Structured Symmetric Tensors
Liqun Qi, Chunfeng Cui, Yi Xu
TL;DR
This work develops a comprehensive framework for structured symmetric tensors by introducing three new classes—completely decomposable (CD) tensors, strictly sum-of-squares (SSOS) tensors, and SOS$^*$ tensors—and positioning them within the landscape of classical cones $PSD_{m,n}$, $SOS_{m,n}$, $CP_{m,n}$, and $COP_{m,n}$. It establishes dualities, interior characterizations, and extensions of the Schur product theorem to CD and CP tensors, and proves an equivalence between strongly completely decomposable (SCD) and positive definiteness (PD).
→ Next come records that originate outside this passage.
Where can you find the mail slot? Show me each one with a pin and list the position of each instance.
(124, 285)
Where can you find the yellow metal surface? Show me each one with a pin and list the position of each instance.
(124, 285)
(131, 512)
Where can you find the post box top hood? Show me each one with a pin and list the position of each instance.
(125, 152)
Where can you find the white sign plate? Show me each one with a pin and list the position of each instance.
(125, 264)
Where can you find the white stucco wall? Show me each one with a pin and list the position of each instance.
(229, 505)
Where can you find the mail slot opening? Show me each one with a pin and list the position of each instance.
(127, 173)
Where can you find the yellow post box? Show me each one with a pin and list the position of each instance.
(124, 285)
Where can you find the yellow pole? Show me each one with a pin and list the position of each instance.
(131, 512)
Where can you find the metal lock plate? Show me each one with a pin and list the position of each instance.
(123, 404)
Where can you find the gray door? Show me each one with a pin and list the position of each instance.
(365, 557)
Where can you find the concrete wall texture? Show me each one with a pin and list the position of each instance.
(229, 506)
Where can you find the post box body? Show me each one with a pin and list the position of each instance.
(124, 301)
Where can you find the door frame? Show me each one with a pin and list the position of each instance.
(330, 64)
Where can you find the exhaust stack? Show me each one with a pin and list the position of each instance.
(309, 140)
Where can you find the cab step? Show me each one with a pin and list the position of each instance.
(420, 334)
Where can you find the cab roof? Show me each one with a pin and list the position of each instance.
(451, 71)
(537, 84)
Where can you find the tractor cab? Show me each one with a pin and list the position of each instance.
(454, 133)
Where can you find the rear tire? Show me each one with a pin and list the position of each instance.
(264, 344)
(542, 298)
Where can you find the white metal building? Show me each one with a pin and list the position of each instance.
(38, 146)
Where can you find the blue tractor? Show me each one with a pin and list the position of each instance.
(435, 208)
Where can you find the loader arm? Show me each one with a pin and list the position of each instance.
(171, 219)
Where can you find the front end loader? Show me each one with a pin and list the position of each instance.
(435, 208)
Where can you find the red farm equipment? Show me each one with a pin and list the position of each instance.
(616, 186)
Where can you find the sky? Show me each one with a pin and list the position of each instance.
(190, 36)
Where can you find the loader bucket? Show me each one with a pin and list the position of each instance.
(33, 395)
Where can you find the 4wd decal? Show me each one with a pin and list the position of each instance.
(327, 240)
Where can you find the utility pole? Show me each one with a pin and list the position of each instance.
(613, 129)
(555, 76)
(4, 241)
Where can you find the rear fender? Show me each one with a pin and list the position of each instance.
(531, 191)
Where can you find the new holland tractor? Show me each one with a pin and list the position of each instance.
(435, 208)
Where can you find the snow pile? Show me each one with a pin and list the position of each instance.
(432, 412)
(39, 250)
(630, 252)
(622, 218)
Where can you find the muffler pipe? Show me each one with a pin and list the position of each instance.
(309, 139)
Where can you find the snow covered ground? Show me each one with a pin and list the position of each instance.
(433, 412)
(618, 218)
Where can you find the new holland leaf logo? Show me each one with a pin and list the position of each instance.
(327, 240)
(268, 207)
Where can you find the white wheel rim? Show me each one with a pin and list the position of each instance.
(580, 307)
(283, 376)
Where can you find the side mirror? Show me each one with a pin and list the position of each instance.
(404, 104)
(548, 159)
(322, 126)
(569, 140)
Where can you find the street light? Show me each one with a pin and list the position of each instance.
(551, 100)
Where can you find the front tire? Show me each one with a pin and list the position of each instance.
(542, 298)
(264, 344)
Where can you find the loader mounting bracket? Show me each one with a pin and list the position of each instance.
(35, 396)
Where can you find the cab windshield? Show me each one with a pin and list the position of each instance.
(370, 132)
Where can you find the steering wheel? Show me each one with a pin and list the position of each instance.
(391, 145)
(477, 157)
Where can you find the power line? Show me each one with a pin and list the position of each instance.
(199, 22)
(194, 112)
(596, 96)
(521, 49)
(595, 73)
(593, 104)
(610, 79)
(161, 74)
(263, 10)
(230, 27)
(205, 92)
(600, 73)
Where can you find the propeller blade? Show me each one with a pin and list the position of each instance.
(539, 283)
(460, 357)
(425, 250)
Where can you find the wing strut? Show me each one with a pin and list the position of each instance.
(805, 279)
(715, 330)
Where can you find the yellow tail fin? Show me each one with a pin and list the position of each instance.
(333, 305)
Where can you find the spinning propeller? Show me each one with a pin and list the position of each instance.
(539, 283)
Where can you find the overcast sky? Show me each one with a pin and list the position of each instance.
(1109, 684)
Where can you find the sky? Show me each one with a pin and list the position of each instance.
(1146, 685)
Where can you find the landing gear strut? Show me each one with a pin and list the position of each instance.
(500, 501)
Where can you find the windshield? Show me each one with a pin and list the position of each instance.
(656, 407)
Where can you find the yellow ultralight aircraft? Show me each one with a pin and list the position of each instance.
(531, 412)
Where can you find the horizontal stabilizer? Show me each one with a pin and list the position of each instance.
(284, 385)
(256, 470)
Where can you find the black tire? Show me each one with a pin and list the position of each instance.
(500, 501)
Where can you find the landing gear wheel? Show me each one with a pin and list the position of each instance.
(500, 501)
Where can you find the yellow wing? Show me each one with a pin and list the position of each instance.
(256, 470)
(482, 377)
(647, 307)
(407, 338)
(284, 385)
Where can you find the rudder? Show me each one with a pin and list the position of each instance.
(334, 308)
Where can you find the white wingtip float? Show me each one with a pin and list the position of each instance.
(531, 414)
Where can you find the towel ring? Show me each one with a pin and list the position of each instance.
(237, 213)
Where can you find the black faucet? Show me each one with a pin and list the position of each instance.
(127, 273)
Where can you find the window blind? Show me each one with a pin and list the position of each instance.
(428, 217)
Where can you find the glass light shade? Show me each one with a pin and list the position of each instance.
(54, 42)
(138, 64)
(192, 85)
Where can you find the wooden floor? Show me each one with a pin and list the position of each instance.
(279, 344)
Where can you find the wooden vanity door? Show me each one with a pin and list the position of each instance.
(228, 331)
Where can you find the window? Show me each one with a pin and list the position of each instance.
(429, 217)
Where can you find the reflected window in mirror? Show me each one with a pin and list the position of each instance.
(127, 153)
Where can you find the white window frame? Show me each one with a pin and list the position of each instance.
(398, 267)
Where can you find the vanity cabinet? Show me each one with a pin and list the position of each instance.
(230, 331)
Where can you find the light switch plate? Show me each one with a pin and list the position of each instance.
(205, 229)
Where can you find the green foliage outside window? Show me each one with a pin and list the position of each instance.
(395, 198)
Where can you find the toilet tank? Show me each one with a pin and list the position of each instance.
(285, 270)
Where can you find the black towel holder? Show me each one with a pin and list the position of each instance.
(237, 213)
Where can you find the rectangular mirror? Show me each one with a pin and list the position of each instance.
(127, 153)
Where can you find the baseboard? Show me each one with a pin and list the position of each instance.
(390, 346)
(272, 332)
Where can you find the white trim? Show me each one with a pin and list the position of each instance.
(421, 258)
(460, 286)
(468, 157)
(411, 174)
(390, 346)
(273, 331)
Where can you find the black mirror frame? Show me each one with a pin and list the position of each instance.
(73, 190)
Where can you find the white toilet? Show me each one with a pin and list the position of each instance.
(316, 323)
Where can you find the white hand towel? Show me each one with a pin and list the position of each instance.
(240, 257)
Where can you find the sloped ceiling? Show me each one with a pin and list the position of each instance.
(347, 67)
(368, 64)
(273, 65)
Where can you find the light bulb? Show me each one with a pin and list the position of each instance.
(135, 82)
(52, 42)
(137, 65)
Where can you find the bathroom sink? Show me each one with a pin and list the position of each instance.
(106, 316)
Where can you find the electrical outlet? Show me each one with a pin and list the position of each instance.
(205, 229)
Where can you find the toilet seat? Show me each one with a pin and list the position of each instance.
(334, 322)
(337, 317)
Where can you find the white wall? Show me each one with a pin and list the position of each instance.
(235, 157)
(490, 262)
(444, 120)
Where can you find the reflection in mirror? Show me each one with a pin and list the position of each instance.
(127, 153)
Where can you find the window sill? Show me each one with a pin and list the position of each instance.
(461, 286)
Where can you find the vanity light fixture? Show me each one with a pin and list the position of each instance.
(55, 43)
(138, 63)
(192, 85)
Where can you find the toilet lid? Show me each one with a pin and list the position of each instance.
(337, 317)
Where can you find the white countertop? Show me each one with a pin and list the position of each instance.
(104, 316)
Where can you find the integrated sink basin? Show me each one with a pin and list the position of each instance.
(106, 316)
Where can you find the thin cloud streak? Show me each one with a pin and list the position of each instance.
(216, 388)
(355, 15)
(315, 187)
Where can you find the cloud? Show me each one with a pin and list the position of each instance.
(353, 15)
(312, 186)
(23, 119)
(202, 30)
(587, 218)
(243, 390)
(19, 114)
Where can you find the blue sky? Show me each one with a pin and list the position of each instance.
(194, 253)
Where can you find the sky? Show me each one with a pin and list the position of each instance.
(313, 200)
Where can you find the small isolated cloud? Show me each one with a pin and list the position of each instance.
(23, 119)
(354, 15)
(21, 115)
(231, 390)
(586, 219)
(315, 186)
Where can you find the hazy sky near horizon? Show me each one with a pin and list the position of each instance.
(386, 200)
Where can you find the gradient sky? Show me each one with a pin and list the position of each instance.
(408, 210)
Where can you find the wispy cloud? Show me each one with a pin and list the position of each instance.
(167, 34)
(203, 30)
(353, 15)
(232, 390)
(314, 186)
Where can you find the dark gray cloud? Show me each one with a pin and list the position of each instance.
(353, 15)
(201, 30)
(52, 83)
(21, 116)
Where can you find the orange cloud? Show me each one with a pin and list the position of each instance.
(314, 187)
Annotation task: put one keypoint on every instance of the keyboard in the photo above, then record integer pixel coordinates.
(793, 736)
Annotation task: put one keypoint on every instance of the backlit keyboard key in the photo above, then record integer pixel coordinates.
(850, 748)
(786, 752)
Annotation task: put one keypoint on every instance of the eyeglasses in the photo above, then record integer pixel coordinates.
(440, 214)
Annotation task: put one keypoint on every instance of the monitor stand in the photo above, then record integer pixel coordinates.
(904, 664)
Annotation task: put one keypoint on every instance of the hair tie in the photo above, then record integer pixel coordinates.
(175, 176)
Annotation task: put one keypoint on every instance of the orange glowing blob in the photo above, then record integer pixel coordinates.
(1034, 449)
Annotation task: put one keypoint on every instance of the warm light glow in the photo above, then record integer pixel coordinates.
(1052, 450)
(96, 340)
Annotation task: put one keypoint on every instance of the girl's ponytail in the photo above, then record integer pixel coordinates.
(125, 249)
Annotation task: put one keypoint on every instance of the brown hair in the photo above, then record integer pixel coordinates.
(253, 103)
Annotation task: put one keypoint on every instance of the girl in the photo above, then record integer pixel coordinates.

The paper further connects complete Hankel tensors to CD structure, demonstrates inheritance properties under Hankel constructions, and provides explicit examples of PSD Hankel tensors that are not SOS or CD, thereby clarifying strict inclusions. The SOS$^*$ cone is characterized via moment matrices and polynomial nonnegativity, and its relationship to the CD and SOS cones is clarified through duality and special-case equalities, with implications for semidefinite programming, moment problems, and robust polynomial optimization. Overall, the results offer new structural insights, duality-based tools, and practical implications for polynomial and tensor optimization, data analysis, and signal processing.
Abstract
In this paper, we study structured symmetric tensors. We introduce several new classes of structured symmetric tensors: completely decomposable (CD) tensors, strictly sum of squares (SSOS) tensors and SOS$^*$ tensors. CD tensors have applications in data analysis and signal processing. Complete Hankel tensors are CD tensors. SSOS tensors are defined as SOS tensors with a positive definite Gram matrix, ensuring structural stability under perturbations. The SOS$^*$ cone is defined as the dual cone of the SOS tensor cone, with characterizations via moment matrices and polynomial nonnegativity. We study the relations among completely positive (CP) cones, CD cones, sum of squares (SOS) cones, positive semidefinite (PSD) cones and copositive (COP) cones. We identify the interiors of PSD, SOS, CP, COP and CD cones for even-order tensors. These characterizations are crucial for interior-point methods and stability analysis in polynomial and tensor optimization. We generalize the classical Schur product theorem to CD and CP tensors, including the case of strongly completely decomposable (SCD) and strongly completely positive (SCP) tensors. We identify equivalence between strictly CD (SCD) and positive definite (PD) for CD tensors. Furthermore, we give an example of a PSD but not SOS Hankel tensor. This answers an open question raised in the literature.